4. Focus on Communications Policies
For those abruptly dropped into a new collaboration tool, it can appear to be a place to socialize and soon become a distraction from key tasks. That’s why it is important to ensure that communications and employee conduct policies are up-to-date and not centered solely on email or other existing tools. Conferencing and broader unified communications platforms offer a variety of capabilities, some of which may not be used without taking specific steps. For example, recording a conference call with an external party without first having received their permission. The features of each tool – and how those features would be used by an individual to do their job – should be considered in order to make policies relevant to those who may not have had previous experience working remotely or managing a distributed team.
5. Training Never Ends
Remote work can be a major adjustment for individuals accustomed to an office environment, and it may not be ideal for tightly-knit workgroups with high interdependencies. Those investing in collaborative and conferencing technologies for the first time should design training programs that reflect the nature, timing and business impact of key deliverables. The goal should be to minimize any disruption to the business and account for the steps needed to meet key deliverable deadlines. Ensuring that users of collaboration or conferencing systems know how to find information produced within those tools is also vital, but sometimes overlooked. Step in to ensure that the technology can deliver the promised productivity benefits – even if deployed under less-than-ideal circumstances.
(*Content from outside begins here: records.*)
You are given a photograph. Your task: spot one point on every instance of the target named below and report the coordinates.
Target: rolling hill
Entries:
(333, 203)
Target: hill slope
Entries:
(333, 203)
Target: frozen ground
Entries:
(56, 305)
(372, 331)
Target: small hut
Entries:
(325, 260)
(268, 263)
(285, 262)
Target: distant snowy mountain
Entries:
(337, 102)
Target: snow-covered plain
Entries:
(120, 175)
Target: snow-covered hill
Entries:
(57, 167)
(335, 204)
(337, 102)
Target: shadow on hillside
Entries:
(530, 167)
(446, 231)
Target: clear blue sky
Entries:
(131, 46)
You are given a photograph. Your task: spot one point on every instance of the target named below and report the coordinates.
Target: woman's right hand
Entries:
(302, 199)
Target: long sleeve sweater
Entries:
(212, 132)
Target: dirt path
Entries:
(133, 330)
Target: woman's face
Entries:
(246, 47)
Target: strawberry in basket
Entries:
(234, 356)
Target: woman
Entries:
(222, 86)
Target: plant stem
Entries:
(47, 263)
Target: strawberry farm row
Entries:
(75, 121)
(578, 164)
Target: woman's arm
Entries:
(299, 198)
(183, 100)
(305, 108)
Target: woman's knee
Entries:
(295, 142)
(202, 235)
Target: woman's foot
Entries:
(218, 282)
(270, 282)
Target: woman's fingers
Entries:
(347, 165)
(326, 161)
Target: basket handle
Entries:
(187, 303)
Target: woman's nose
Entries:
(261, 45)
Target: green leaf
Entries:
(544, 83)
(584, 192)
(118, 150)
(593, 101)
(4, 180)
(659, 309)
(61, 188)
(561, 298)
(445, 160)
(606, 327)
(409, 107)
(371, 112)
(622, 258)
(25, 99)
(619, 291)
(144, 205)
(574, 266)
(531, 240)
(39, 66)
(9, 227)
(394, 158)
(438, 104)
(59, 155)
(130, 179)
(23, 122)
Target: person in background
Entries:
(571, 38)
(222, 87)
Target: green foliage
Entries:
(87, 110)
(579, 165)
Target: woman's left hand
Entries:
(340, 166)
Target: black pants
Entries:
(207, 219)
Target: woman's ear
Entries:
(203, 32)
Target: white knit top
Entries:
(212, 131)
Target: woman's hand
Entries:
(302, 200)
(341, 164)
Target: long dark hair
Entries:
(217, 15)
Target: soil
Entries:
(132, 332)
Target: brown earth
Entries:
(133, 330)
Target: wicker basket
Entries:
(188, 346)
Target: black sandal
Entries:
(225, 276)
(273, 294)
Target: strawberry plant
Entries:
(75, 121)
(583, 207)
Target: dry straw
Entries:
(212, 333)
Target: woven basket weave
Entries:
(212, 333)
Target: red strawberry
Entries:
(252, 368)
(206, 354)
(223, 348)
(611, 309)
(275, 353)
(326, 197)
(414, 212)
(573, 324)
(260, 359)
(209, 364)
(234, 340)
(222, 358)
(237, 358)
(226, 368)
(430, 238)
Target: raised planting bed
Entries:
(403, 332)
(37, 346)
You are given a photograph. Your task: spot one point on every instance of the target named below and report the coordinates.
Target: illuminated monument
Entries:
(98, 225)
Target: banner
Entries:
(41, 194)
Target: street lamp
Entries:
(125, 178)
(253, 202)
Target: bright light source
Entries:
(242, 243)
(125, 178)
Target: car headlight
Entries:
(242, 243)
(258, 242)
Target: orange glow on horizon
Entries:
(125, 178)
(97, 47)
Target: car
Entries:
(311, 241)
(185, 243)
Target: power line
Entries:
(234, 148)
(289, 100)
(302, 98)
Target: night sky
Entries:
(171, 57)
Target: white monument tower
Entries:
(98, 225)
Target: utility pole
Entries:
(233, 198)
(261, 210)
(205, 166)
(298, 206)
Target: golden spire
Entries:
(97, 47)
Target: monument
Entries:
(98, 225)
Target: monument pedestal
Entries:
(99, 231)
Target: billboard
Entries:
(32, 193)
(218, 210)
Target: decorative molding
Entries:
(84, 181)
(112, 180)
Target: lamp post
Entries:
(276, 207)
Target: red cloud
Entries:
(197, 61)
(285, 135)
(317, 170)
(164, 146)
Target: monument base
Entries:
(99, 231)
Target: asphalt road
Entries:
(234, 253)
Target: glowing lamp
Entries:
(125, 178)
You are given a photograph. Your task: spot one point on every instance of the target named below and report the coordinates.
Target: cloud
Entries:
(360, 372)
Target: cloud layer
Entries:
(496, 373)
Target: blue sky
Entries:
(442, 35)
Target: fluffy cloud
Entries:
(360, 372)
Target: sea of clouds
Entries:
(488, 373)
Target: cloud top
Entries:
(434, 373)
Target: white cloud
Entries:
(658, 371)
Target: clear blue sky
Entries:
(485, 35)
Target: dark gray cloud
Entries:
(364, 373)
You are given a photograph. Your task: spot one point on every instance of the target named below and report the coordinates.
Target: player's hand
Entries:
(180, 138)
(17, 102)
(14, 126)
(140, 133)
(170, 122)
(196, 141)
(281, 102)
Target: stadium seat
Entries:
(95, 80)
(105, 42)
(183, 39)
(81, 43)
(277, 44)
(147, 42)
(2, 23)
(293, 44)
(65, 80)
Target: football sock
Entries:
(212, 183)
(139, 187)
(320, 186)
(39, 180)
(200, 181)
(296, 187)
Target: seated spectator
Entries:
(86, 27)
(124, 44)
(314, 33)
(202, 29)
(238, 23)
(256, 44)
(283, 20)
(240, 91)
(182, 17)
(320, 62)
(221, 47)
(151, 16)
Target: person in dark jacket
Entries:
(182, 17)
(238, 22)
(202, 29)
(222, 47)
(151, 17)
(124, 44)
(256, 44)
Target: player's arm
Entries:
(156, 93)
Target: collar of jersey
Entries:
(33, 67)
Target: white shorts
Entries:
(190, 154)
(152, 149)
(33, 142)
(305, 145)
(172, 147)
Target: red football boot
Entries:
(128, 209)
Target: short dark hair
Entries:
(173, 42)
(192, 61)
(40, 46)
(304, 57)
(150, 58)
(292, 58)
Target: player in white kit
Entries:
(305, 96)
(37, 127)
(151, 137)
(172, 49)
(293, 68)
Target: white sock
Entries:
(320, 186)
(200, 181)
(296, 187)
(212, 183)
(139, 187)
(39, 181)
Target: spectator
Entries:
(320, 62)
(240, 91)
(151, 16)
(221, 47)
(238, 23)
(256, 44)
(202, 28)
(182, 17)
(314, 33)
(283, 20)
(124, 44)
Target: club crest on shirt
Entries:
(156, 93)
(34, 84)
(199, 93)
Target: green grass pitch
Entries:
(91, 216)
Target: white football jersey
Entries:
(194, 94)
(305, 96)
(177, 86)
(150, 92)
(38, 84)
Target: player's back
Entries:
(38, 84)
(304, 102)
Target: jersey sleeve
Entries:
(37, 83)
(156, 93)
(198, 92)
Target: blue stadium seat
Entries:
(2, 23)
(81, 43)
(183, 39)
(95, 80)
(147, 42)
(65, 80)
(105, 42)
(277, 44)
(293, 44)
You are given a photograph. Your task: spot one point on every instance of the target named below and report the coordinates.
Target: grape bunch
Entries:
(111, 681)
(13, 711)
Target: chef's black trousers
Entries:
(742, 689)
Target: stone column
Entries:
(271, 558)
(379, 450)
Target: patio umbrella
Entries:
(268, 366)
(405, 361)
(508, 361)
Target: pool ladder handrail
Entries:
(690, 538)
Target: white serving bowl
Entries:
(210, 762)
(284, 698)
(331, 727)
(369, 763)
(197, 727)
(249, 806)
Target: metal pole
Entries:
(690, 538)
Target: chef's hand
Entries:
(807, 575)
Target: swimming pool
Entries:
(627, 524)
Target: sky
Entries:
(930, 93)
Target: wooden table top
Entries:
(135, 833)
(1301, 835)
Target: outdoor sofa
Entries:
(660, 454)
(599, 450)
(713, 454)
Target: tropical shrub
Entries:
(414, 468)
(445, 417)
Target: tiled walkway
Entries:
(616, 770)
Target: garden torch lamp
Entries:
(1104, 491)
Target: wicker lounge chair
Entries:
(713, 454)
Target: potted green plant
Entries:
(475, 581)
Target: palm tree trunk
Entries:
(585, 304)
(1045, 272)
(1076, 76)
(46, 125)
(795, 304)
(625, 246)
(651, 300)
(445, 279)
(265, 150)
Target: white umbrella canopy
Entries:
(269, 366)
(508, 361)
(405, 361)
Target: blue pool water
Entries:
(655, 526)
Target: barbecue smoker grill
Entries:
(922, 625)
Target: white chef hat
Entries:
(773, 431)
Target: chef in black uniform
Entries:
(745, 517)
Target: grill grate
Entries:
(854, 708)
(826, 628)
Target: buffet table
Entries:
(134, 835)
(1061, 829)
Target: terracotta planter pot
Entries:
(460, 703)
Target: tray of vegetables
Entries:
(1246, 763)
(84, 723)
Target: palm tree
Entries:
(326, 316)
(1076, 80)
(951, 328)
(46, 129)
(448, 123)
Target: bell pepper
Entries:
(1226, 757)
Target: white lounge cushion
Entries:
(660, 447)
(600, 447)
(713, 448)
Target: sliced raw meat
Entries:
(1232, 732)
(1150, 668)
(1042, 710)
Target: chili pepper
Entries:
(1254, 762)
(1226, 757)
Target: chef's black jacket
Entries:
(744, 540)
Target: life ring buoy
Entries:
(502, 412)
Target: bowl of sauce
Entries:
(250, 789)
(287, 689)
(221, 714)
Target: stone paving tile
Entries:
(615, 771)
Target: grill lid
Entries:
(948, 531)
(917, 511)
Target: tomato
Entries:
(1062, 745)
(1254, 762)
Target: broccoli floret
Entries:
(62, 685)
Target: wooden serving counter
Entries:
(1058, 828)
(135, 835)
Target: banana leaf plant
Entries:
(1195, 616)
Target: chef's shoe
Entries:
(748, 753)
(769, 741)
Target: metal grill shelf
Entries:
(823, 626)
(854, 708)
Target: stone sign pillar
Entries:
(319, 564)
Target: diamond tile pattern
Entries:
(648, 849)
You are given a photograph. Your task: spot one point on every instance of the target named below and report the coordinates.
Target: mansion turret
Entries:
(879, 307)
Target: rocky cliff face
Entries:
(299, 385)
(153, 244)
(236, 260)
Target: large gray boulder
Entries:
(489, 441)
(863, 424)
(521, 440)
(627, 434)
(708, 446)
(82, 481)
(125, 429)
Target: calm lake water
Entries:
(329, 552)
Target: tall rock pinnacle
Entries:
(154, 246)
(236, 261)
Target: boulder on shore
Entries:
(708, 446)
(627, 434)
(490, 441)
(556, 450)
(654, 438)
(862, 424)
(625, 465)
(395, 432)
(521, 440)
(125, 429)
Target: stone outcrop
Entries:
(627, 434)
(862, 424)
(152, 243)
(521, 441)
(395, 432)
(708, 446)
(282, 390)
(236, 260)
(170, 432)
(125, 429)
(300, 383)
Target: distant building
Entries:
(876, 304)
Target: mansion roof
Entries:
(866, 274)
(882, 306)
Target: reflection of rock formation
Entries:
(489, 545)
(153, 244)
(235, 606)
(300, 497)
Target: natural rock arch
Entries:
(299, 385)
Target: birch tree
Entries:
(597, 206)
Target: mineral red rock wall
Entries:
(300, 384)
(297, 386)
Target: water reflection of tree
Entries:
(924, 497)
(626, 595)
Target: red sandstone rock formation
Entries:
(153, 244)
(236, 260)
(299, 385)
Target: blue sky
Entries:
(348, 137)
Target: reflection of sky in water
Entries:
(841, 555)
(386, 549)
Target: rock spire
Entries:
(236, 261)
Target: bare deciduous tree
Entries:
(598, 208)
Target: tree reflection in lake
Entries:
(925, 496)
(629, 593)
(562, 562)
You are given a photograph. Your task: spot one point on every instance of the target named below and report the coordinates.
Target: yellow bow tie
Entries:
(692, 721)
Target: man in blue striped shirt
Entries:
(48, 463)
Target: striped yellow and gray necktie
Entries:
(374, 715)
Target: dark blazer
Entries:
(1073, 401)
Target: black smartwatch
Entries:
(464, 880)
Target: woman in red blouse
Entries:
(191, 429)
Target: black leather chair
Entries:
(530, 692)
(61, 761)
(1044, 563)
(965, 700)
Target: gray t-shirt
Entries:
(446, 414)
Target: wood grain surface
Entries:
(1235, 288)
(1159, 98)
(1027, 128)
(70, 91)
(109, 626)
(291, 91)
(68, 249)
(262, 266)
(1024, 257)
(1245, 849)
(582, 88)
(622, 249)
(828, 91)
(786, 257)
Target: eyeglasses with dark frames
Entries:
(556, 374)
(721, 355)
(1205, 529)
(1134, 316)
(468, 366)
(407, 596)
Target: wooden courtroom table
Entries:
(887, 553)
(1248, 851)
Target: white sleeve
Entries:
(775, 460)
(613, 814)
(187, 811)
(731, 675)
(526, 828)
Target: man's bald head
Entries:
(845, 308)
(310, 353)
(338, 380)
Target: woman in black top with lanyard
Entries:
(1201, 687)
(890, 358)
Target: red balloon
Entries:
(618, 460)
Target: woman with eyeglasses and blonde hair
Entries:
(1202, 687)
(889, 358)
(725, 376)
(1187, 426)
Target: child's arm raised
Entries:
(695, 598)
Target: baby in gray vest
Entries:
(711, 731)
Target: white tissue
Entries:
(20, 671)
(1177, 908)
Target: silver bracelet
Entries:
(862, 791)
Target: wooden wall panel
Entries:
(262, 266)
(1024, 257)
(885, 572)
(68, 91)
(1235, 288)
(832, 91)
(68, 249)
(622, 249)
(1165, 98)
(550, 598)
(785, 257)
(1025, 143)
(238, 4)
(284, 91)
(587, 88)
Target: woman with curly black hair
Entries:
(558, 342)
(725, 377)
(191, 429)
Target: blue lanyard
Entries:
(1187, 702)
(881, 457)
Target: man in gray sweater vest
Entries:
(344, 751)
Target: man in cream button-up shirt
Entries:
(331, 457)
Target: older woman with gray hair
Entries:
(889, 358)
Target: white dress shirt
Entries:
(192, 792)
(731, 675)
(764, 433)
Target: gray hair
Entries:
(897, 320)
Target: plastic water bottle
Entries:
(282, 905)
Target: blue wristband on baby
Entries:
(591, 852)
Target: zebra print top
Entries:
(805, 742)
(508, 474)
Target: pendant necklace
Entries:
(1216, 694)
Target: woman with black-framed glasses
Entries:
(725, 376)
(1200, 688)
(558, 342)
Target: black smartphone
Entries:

The coronavirus scare has clearly accelerated the move toward working from home for many companies. In the past, heavily regulated firms would often disable or prohibit access to some of the tools that were perceived to be too risky or expensive to govern. But that risk/benefit ratio has been upended amid the current worldwide health crisis. Those same companies are now being forced to institute new policies and systems to protect their workers while still driving business results – or face being left behind by their competition.